Get to know Magnesium – An anti-stress mineral. It helps optimize circulation and blood pressure, balance blood sugar, relax tense muscles, reduce pain, and calm the nervous system. I personally recommend Calm. Have 1 tsp of calm magnesium in you chamomile tea (which is also shown to calm the muscles and nervous system) before bedtime. You can also have a hot bath with magnesium flakes and lavender essential oil.

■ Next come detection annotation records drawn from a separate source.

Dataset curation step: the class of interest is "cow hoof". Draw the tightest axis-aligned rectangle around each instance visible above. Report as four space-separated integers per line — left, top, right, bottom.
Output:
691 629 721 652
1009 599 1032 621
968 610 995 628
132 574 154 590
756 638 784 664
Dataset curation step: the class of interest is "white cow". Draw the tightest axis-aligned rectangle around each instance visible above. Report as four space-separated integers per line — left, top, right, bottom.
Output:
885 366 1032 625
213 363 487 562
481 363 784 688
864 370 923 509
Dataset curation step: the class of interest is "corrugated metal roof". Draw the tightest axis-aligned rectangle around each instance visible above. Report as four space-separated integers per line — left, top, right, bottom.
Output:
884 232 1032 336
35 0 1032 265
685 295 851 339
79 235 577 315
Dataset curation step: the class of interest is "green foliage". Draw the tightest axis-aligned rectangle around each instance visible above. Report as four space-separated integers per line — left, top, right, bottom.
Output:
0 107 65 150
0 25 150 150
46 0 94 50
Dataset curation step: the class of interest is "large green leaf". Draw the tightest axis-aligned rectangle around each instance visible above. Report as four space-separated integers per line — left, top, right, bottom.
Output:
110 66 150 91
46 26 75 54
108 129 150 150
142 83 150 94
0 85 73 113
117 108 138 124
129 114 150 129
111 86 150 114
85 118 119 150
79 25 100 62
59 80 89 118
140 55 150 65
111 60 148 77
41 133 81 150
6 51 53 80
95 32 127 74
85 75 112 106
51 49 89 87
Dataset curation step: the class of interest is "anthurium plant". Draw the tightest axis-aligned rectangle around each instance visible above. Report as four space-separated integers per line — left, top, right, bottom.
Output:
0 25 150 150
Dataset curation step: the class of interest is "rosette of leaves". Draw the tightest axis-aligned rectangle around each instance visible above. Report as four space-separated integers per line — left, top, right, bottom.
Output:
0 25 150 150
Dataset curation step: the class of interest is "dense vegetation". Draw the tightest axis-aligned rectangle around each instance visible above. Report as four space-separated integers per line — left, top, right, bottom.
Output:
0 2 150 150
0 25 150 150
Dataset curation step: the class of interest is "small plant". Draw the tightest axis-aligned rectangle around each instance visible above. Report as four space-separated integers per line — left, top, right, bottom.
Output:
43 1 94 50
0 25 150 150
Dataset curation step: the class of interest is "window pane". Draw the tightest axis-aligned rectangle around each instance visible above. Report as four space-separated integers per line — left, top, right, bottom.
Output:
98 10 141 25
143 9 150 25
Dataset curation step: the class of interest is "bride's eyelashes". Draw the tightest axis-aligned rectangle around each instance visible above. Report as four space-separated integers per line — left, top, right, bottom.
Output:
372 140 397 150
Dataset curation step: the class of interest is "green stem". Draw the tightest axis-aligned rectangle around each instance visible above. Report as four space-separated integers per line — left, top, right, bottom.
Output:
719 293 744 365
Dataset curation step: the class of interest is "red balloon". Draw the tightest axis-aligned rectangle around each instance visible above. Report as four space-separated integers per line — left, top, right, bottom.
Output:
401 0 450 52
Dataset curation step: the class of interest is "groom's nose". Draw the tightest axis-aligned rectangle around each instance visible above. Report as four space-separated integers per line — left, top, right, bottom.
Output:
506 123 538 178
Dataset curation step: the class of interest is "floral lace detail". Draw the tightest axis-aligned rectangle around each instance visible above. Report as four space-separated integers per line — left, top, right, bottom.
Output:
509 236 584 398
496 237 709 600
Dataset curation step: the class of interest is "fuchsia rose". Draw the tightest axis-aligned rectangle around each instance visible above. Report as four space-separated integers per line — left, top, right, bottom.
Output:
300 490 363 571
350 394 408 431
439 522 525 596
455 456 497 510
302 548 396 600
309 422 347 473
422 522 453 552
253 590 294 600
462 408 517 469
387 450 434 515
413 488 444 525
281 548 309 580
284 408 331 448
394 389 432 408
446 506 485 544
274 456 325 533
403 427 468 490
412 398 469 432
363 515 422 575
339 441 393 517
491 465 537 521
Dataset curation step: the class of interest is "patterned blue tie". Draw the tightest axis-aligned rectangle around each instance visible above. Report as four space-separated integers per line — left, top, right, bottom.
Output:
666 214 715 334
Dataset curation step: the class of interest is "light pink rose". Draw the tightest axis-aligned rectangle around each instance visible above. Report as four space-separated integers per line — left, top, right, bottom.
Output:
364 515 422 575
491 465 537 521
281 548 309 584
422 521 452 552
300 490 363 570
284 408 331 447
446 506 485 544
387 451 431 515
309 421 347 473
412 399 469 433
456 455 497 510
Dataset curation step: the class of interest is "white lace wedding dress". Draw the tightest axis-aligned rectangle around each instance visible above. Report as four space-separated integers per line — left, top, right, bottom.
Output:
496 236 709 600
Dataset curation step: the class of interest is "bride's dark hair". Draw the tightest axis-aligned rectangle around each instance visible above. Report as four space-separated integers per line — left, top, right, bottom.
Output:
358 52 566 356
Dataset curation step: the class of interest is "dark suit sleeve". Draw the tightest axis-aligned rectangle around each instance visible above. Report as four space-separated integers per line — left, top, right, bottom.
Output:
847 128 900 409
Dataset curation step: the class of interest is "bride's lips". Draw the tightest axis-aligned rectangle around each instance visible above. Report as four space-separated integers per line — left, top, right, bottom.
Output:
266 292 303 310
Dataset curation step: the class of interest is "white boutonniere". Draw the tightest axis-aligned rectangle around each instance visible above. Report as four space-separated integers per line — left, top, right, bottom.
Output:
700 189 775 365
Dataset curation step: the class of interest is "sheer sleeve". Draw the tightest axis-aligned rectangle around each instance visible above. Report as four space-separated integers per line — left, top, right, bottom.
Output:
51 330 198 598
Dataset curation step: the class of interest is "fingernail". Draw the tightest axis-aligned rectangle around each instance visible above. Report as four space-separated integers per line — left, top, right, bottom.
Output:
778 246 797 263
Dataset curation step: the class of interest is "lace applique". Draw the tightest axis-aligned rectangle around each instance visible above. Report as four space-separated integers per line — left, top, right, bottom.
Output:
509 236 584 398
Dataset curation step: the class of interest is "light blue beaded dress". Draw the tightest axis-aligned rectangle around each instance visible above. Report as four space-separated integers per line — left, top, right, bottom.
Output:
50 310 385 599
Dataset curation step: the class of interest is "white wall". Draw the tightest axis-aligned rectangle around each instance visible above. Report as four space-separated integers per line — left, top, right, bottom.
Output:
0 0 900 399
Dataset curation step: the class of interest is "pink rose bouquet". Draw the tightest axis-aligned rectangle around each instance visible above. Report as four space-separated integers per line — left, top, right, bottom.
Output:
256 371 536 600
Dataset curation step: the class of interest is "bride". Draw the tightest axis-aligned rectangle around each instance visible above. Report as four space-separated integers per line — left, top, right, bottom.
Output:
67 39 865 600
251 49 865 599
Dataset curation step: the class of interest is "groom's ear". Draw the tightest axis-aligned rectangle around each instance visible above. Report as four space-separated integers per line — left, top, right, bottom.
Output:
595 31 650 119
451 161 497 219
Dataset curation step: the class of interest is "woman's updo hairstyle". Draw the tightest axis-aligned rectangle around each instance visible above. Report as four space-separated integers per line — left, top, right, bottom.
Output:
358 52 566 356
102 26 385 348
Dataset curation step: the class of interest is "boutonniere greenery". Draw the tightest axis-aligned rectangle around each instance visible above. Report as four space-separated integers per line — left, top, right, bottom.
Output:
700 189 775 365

Stop eating at least 90 min before bedtime - Give your body a solid 90 minutes break (the more the better) before heading off to bed after eating. This is especially true if you’re eating carbs because the inherent blood sugar spike will cause a sharp drop in blood sugar later… and if you happen to be asleep when this hypoglycemia hits, it will likely wake you up and give you difficulties falling back asleep. If you really need to eat something have a high protein, low carb food. Try my turmeric ‘milk’ recipe for a soothing nighttime potion.
Create a sleep sanctuary – your bedroom is for sleep, not for work, not for entertainment. Create a clam environment. On this note, try getting your devices out of your bedroom - numerous studies have confirmed that the EMFs (Electromagnetic Fields or Electromagnetic Noise) coming from our everyday electronic devices can cause disruption of communication between the cells in our body. Also darkening your room will improve your sleep quality.
Create YOUR bedtime routine - Quiet your mind. The inner chatter that you experience when you try falling asleep is a result of the stress and (untamed) busyness of the day. Now more than ever with the constant flow of information coming at you, it’s important to have a practice to help you reduce, or even better - eliminate, that stress. Avoid screens at least an hour before going to bed. Here are few suggestions you can try: take a hot bath with magnesium flakes and lavender oil, read a book, do a relaxing yoga sequence, practice meditation (lowers stress hormones, reduces inflammation), journal (do a ‘thought download’ to clear your head and write a gratitude list to create a positive mindset)
Most important, if you feel like you have a lot to improve don’t get overwhelmed. You don’t have to follow all suggestions in one go, try to incorporate one thing each month.